The Chestnut Man: A Novel by Søren Sveistrup @MichaelJBooks #TheChestnutMan #NetGalley #penguinbooks #bookreview #bookblogger



One Tuesday in October, Rosa Hartung is returning to her job as minister for social affairs following a year’s leave of absence – granted after the dramatic disappearance of her twelve-year-old daughter. Linus Bekker, a mentally ill young man, confessed to her killing, but is unable to remember where he buried the various parts of her dismembered corpse.

On the same day Rosa returns to Parliament, a young single mother is found brutally murdered at her home in the suburbs of Copenhagen-she’s been tortured, and one hand has been cut off. Thulin and Hess, the detectives sent to investigate the crime, arrive at the address to find a figure made of chestnuts hanging from a playhouse nearby.

When yet another woman is murdered-this time with both hands missing-and another chestnut figure is found, Thulin and Hess begin to suspect a connection with the Hartung case. To put an end to the spree of a killer, the pair, with nothing in common aside from equally troubled personal lives, realise they will need to put aside their differences in a race against time-and a brutal psychopath.


The Chestnut Man


Just when a high-profile couple have had to accept that their 12-year-old daughter had been murdered a year ago and they will never be able to get her remains back, two more gruesome murder sites are discovered. There is no obvious connection between the families that have been slain but something from the first murder connects to both of them. It seems impossible to fathom without admitting that unthinkable errors have been made.

This is quite a large book to read but to be honest I could have read it every day for a month and still not had enough. The characters were fascinating from the behind closed doors ministers family and how each of them seemed to grieve in their own way, to the matching of Thulin and Hess, the detectives thrown together to work the murder scenes.
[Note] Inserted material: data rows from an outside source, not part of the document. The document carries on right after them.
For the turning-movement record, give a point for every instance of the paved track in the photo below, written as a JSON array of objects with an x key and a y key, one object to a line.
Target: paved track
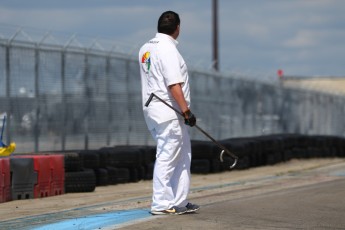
[{"x": 295, "y": 195}]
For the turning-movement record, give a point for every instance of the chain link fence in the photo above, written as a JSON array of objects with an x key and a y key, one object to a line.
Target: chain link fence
[{"x": 68, "y": 97}]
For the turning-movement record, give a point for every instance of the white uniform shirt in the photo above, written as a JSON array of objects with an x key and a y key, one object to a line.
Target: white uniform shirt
[{"x": 161, "y": 65}]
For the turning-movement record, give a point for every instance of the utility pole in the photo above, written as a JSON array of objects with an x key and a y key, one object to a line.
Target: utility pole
[{"x": 215, "y": 60}]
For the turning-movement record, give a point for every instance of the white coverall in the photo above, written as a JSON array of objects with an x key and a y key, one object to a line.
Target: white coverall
[{"x": 161, "y": 65}]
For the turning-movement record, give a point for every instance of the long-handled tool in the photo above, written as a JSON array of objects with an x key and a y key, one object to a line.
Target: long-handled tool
[{"x": 224, "y": 150}]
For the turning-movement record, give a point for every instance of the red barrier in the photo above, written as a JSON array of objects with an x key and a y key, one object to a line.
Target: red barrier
[
  {"x": 5, "y": 180},
  {"x": 57, "y": 184},
  {"x": 42, "y": 168}
]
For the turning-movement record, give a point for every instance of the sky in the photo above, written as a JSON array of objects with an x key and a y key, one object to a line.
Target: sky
[{"x": 256, "y": 37}]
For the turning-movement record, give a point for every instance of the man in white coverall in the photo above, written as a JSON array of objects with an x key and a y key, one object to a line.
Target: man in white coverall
[{"x": 164, "y": 73}]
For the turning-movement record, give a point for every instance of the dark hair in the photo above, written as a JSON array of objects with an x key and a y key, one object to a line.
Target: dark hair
[{"x": 168, "y": 22}]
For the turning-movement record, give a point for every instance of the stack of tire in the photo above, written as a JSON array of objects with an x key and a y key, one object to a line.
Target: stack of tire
[
  {"x": 84, "y": 170},
  {"x": 87, "y": 169}
]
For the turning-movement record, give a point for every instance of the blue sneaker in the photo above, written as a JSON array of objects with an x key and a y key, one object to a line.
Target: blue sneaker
[
  {"x": 173, "y": 210},
  {"x": 192, "y": 207}
]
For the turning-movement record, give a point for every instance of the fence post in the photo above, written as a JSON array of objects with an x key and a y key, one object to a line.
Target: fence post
[
  {"x": 63, "y": 101},
  {"x": 37, "y": 105},
  {"x": 8, "y": 93}
]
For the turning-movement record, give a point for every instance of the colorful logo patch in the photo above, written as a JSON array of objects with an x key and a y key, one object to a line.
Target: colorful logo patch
[{"x": 146, "y": 59}]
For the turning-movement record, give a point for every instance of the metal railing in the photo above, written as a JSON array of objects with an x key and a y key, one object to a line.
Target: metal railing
[{"x": 60, "y": 97}]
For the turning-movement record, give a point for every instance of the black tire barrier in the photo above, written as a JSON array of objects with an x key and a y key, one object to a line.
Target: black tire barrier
[
  {"x": 73, "y": 163},
  {"x": 102, "y": 178},
  {"x": 26, "y": 176}
]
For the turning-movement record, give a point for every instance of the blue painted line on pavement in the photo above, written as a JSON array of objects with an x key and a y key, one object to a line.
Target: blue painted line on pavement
[{"x": 97, "y": 221}]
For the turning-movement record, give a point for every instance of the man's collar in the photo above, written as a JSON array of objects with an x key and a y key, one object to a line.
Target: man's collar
[{"x": 161, "y": 35}]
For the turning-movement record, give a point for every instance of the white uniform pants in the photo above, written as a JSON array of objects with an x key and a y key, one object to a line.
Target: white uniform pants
[{"x": 171, "y": 176}]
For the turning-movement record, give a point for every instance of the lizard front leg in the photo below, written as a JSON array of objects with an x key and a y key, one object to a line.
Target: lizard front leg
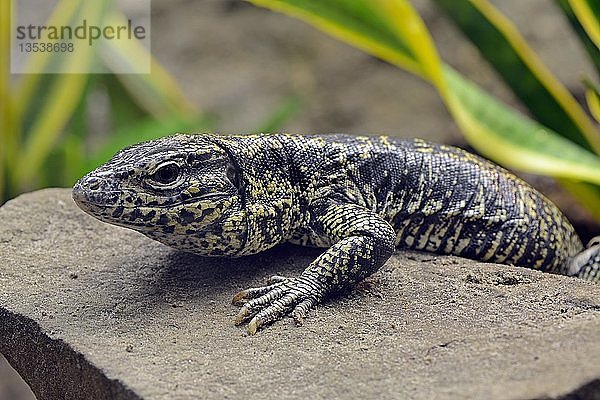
[{"x": 362, "y": 242}]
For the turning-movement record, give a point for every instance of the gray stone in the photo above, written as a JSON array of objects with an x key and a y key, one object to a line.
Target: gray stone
[{"x": 89, "y": 310}]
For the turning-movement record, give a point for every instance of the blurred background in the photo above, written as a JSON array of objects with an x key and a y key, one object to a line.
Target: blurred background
[{"x": 230, "y": 66}]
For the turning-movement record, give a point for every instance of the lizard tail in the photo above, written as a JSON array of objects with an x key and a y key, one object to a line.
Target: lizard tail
[{"x": 586, "y": 265}]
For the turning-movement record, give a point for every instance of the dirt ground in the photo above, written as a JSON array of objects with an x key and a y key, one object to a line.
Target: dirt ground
[
  {"x": 89, "y": 310},
  {"x": 239, "y": 63}
]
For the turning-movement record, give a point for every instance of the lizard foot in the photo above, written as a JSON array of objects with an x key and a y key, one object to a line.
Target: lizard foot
[{"x": 266, "y": 304}]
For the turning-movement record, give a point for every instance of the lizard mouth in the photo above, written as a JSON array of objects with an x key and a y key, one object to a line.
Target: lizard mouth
[{"x": 88, "y": 199}]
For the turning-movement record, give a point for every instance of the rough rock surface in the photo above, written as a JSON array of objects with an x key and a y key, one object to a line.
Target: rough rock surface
[{"x": 89, "y": 310}]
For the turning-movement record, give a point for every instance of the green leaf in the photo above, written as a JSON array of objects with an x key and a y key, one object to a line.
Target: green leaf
[
  {"x": 592, "y": 96},
  {"x": 284, "y": 112},
  {"x": 502, "y": 45},
  {"x": 157, "y": 92},
  {"x": 492, "y": 127},
  {"x": 587, "y": 194},
  {"x": 62, "y": 97},
  {"x": 588, "y": 14},
  {"x": 7, "y": 129},
  {"x": 514, "y": 140}
]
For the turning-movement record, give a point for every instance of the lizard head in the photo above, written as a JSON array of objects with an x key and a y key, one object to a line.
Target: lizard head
[{"x": 168, "y": 189}]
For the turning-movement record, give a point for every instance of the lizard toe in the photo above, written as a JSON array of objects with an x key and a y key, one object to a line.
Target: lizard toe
[{"x": 295, "y": 295}]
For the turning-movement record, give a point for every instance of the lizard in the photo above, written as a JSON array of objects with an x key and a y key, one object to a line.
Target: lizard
[{"x": 359, "y": 197}]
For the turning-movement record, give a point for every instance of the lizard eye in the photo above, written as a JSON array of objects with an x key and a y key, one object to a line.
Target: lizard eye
[{"x": 166, "y": 174}]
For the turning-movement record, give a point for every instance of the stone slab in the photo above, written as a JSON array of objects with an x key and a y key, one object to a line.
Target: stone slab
[{"x": 92, "y": 311}]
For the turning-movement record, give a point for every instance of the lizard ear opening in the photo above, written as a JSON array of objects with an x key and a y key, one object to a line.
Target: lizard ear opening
[{"x": 234, "y": 177}]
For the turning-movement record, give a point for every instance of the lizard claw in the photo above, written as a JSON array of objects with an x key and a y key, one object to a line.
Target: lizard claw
[{"x": 264, "y": 305}]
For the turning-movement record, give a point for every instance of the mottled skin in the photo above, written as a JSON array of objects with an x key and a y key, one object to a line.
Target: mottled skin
[{"x": 360, "y": 197}]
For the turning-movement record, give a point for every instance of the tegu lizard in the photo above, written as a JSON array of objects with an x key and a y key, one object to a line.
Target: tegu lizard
[{"x": 359, "y": 197}]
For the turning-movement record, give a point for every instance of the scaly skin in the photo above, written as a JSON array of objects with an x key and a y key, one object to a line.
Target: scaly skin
[{"x": 359, "y": 197}]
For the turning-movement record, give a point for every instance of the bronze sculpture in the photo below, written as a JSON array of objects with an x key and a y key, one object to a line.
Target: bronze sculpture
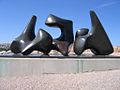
[
  {"x": 63, "y": 42},
  {"x": 27, "y": 42},
  {"x": 96, "y": 40},
  {"x": 25, "y": 38}
]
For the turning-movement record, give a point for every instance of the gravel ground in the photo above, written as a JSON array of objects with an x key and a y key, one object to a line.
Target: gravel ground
[{"x": 102, "y": 80}]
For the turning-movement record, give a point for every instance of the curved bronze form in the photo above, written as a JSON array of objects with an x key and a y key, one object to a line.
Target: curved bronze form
[
  {"x": 25, "y": 38},
  {"x": 96, "y": 40},
  {"x": 66, "y": 38},
  {"x": 42, "y": 42}
]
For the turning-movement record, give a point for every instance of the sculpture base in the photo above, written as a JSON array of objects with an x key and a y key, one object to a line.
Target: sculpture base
[{"x": 36, "y": 65}]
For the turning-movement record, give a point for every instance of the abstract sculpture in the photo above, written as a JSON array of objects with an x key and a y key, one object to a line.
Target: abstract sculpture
[
  {"x": 27, "y": 42},
  {"x": 66, "y": 38},
  {"x": 25, "y": 38},
  {"x": 96, "y": 40}
]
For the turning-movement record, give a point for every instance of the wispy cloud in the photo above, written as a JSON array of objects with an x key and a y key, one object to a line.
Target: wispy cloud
[{"x": 108, "y": 4}]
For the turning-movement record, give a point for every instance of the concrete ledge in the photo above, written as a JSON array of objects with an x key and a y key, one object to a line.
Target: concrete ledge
[{"x": 36, "y": 66}]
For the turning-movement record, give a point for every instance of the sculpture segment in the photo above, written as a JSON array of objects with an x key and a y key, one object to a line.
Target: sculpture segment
[
  {"x": 96, "y": 40},
  {"x": 25, "y": 38},
  {"x": 42, "y": 42},
  {"x": 66, "y": 38}
]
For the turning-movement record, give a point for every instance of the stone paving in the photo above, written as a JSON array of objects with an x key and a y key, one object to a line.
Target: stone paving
[{"x": 103, "y": 80}]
The murders were torturous and gruesome, that begins for the reader in the aftermath and discovery, rather than the event, believe me you really need easing in gently as it isn’t for the faint hearted. The thread that connects them visually is figure of a Chestnut man left at both crime scenes, besides obvious similarities in the killings.

Thulin and Hess make for an unusual pairing that shouldn’t work but each brings something special to this unique twosome and it is pure genius. They quickly became my favourite characters in the story. As it progresses there is enough red herrings to make a Grimsby fisherman happy but wow what a story. This is a beauty. The author played me like a Maestro does an orchestra, he teased me, kept me hanging onto every word and when I thought it was all over, even came back for an encore. This is perfection! Bravo!



Søren Sveistrup is an internationally acclaimed scriptwriter of the Danish television phenomenon The Killing which won various international awards and sold in more than a hundred countries.

More recently, Sveistrup wrote the screenplay for Jo Nesbø’s The Snowman. Sveistrup obtained a Master in Literature and in History from the University of Copenhagen and studied at the Danish Film School. He has won countless prizes, including an Emmy for Nikolaj and Julie and a BAFTA for The Killing.